# New wheels



## Mudder02 (Aug 9, 2011)

Looking at getting a set of MSA wheels, but was wondering if there was a local shop in alabama to get them and if not wheres best place to get them?


----------



## Polaris425 (Dec 16, 2004)

I don't know of anyone here who keeps stuff like that on stock. Try mudthrowers. Or Brute650i aka B&C Racing.


----------



## redneckrancher420 (Jul 5, 2011)

Shouldnt msa have a dealer locator on thier site?


----------



## BlackDawg (Jul 4, 2011)

Just ordered a set of Diesels from pureoffroad. wish I would've known those guys on here sold 'em.


----------



## NMKawierider (Apr 11, 2009)

BlackDawg said:


> Just ordered a set of Diesels from pureoffroad. wish I would've known those guys on here sold 'em.

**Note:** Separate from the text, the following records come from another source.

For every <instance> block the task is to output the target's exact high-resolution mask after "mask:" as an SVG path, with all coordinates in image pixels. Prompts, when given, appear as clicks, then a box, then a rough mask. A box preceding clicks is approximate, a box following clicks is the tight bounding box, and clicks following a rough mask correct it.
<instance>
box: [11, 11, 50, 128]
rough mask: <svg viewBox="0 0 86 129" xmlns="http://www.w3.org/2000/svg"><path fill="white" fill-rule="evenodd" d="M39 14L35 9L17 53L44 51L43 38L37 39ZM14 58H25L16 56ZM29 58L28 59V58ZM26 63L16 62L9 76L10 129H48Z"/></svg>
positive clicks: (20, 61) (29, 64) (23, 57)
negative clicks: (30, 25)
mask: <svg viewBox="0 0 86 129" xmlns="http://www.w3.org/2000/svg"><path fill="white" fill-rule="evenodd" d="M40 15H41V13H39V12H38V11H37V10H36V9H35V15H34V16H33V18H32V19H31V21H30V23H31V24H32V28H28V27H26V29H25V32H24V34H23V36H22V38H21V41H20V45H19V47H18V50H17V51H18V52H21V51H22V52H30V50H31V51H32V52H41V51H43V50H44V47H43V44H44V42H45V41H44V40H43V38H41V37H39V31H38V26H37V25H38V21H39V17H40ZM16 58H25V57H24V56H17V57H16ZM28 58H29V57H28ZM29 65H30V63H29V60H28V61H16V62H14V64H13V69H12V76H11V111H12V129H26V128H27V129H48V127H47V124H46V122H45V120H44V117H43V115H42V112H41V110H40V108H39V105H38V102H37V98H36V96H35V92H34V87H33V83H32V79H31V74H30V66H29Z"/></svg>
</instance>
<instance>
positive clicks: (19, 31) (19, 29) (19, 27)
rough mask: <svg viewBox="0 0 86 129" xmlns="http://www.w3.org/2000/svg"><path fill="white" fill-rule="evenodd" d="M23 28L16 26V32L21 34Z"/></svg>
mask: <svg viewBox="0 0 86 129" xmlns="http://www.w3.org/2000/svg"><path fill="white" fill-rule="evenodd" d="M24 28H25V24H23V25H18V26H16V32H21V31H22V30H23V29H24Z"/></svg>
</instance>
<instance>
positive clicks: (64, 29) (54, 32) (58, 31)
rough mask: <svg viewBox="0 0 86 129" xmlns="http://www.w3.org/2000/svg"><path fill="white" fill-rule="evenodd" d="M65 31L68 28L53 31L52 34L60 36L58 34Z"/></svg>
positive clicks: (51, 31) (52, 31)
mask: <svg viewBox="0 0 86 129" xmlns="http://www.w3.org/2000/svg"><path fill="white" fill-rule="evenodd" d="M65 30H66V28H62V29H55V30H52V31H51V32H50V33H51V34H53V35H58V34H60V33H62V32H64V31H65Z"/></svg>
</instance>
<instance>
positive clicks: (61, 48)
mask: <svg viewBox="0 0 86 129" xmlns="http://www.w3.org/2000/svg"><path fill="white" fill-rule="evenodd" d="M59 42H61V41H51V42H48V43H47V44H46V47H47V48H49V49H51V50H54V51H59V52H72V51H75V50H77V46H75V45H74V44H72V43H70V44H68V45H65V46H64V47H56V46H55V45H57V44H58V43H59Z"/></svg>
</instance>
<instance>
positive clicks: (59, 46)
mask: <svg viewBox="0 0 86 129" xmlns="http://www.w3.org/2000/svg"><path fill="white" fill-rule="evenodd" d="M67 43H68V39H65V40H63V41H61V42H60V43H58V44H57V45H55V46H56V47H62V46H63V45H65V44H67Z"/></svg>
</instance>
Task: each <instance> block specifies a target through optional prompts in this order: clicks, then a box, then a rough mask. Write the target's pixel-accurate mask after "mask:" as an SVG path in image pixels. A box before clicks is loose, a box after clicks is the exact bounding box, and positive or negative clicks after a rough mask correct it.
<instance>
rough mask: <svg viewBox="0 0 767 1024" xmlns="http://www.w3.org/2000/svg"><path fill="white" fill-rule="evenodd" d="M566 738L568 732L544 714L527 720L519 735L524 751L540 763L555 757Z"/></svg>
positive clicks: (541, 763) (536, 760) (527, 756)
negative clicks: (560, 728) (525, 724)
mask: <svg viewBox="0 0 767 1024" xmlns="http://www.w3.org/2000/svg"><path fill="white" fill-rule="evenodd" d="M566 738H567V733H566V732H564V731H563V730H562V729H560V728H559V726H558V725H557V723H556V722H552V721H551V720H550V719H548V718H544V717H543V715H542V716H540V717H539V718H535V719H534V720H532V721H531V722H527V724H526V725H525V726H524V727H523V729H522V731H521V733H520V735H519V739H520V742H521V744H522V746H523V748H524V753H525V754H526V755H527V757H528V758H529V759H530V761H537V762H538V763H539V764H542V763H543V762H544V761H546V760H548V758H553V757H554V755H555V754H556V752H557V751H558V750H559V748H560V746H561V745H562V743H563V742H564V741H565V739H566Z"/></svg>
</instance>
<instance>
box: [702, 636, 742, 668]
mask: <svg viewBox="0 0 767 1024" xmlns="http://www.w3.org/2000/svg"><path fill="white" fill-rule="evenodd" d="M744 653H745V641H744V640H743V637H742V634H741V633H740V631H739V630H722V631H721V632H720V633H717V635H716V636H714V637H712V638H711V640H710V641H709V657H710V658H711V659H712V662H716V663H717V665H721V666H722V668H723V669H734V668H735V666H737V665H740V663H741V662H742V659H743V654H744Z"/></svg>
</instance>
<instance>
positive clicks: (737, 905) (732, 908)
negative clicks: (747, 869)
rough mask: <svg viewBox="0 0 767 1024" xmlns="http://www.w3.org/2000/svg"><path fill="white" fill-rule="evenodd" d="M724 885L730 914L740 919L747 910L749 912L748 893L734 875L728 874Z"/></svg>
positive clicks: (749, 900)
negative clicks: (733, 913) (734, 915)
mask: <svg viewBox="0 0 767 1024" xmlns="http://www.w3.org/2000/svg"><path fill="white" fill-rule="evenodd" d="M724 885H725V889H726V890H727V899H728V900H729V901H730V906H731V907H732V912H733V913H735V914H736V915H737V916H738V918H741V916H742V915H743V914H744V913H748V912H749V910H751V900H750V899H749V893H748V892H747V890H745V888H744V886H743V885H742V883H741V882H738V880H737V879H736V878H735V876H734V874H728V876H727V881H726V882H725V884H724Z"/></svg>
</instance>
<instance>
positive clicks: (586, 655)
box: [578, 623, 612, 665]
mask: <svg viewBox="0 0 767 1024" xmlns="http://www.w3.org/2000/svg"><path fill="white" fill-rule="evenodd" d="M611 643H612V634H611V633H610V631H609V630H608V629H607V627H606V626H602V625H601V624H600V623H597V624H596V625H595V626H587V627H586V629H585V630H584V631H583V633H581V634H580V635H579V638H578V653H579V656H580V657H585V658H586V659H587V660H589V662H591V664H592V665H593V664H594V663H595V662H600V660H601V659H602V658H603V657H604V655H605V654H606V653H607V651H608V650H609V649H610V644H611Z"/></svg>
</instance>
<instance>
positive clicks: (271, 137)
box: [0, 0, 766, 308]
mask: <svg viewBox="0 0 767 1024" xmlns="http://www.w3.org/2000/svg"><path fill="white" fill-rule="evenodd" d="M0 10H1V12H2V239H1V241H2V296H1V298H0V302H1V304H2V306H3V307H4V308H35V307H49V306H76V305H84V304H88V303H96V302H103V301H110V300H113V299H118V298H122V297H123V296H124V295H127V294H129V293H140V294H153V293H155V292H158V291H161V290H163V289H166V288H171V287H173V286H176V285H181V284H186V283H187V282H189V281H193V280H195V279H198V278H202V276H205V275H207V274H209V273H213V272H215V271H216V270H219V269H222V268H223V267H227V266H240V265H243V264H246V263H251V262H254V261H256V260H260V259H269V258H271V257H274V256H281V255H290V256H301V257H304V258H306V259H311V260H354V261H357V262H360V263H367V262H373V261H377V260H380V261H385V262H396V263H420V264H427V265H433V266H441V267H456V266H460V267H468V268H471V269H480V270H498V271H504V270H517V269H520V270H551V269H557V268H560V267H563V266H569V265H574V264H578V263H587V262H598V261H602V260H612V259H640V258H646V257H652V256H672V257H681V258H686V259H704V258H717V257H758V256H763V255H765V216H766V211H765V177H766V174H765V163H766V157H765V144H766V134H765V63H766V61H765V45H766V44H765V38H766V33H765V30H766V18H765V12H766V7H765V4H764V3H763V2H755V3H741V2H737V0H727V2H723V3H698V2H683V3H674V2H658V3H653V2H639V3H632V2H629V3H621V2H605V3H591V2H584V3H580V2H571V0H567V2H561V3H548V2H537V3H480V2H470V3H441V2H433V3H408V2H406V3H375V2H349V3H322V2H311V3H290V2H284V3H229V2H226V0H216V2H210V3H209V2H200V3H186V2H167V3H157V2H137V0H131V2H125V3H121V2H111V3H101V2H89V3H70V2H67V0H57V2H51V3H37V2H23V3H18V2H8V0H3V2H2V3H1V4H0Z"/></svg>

I just got my Grim Reapers from them..Best deal I could find on them.


----------



## Mudder02 (Aug 9, 2011)

Found a site online that has a good deal on itp wheels.. its kg motorcycle and tire. 280 out door shipped and all.. thats best I have found, ust gotta figure out if they will fit?Looking at ss212 for a prairie 360 there saying the rears wont work because of offset? can i just not add spacers?


----------



## Brute650i (Dec 17, 2008)

anybody looking for msa wheels i can beat/match prices 99% of the time. just let me know what your looking for.


----------



## Grizzly5984 (Jan 2, 2012)

Ive had really bad experiences with the m9 patriots. But most others are good. Motorsportssuperstore in Hamilton Alabama where I live carries them..


----------